Her mom included some tea, some books, chocolate, nuts, and real
black licorice from England. She even packed a gift bag for Murphy with his
name on it and a big bow. Murphy immediately takes notice of this and smells
it. Her mom has splurged. The books though, Mom must not have remembered all
the stuff under the cushions that Tessa has yet to look at.

Tessa gleefully opens the chocolate chip
cookies and throws Murphy a homemade doggie cookie from his treat bag.

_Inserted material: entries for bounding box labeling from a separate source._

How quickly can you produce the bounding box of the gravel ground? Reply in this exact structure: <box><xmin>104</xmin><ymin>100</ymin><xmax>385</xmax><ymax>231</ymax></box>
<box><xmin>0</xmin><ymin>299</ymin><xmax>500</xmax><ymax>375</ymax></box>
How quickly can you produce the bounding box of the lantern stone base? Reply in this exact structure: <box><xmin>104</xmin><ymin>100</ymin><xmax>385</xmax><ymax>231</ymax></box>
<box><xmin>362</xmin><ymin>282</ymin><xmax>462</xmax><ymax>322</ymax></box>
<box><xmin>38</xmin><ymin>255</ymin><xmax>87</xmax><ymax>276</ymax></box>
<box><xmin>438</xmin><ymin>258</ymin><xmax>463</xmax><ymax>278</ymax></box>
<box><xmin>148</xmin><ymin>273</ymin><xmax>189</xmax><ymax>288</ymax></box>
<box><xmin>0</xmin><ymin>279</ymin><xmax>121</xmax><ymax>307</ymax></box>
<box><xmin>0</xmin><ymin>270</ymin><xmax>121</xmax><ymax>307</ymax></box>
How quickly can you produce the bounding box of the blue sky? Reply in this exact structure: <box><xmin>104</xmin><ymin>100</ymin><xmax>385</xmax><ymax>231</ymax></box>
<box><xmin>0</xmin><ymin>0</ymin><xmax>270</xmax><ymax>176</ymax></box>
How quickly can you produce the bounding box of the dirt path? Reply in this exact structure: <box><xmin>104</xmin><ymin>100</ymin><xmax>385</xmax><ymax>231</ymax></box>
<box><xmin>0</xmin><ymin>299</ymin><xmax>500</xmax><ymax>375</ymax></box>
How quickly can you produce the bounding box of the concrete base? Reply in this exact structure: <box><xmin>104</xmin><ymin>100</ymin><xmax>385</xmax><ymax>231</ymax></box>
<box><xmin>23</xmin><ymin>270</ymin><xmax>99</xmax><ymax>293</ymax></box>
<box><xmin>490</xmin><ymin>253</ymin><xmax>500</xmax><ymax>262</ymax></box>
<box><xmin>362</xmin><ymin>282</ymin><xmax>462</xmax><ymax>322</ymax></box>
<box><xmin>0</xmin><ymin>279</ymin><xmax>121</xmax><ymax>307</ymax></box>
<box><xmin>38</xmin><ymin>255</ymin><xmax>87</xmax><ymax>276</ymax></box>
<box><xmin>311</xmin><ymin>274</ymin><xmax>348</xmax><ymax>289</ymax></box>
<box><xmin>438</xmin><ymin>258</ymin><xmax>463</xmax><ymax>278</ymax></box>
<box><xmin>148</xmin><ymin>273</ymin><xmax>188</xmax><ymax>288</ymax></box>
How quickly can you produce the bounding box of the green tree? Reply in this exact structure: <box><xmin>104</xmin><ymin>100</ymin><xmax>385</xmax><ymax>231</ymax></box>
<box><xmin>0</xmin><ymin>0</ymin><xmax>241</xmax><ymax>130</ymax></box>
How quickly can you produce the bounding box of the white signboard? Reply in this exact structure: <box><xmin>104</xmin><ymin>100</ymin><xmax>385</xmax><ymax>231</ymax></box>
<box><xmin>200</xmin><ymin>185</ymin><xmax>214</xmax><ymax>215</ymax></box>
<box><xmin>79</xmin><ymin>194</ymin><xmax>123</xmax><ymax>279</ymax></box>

She starts sifting through her letters. Dina’s first. She had
written a long letter with a little poem attached, “Tessa’s Motorhome Cantata.”
Dina’s graceful, cursive handwriting, an art form lost among their peers, flows
over special woven, beige paper. Expensive. Dina had taken her time, instilling
thought into everything about this letter, right down to a soft, aromatic
scent. Tessa can almost hear Dina’s lyrical voice singing or chanting the
verses she’d dovetailed with Tessa’s current journey and their relationship.

Dina is highly intelligent and clever that way. She’s a scientist
and a psychology major, but neither of those had stopped her from entering the
same art contest as Tessa.

Tessa’s wood cut print showed her mother sitting, her hair then in
a long braid, arms casually over her knees as she watched two children playing
in a schoolyard. She’d taken a black-and-white photograph of her mom, using an
old-fashioned film camera. Tessa had been about twelve and her mom agreed to
pose for her. The wood cut print received honorable mention, not bad for a
freshman.

Dina’s charcoal drawing of a nude man frontal reaching for a nude
woman, her back to the artist, received first place. Dina just had a natural
knack for things like that.

One time they both entered a poetry slam.

As difficult as it was for Tessa to write a poem about losing her
twin for an unknown amount of time, it was even more difficult to speak it.
People politely clapped.

When Dina got up, she rocked the house.

She pulled her long blond hair up into a twist and she rocked back
and forth from one leg to another with her voice loud and insisting they listen
and when she ended with, “Yer balls of blood . . .” the room was standing and
whistling and she won the slam, hands down.

Afterward, as they shared a beer outside at one of the quiet
tables, Tessa said, “I don’t know how you do it. You can do anything.”

Dina laughed.” I just give them what they want. It’s a no
brainer.”

“So, you don’t live this stuff?”

Dina shrugged. “A little. No. Not that much really. People are
predictable. The slam is run by guys who want to think women want to suck them
off so a poem like that rocks their world. It’s stupid really. Let’s get outta
here before one of them makes a pass at us, okay?”

“But like the Art Contest . . .” Tessa asked as they walked.

Dina waved her hand. “It’s a game. I go online, see who the judges
are, their likes and dislikes and fill the void. If it’s poetry I write like
them. If it’s art, I draw like them. I like to see if they’ll take the bait.
And so far they do, every time. Poetry, if it gives the guys a hard on, you’ve
won.”

Tessa never had a man’s cock in her mouth and she isn’t so sure
she ever wants that. The very idea . . . but, according to Dina, that’s all men
want and they will follow you anywhere.

Tessa just wants Dina following her everywhere, and so far, that
hasn’t been a problem.

The poem is lengthy and whimsical; Dina has married their actual
lives together with a mystical one and it ends with them someday living
together. Tessa falls back on the bed with the letter on her chest, in bliss.
She is sure she will treasure this one letter alone for the rest of her life.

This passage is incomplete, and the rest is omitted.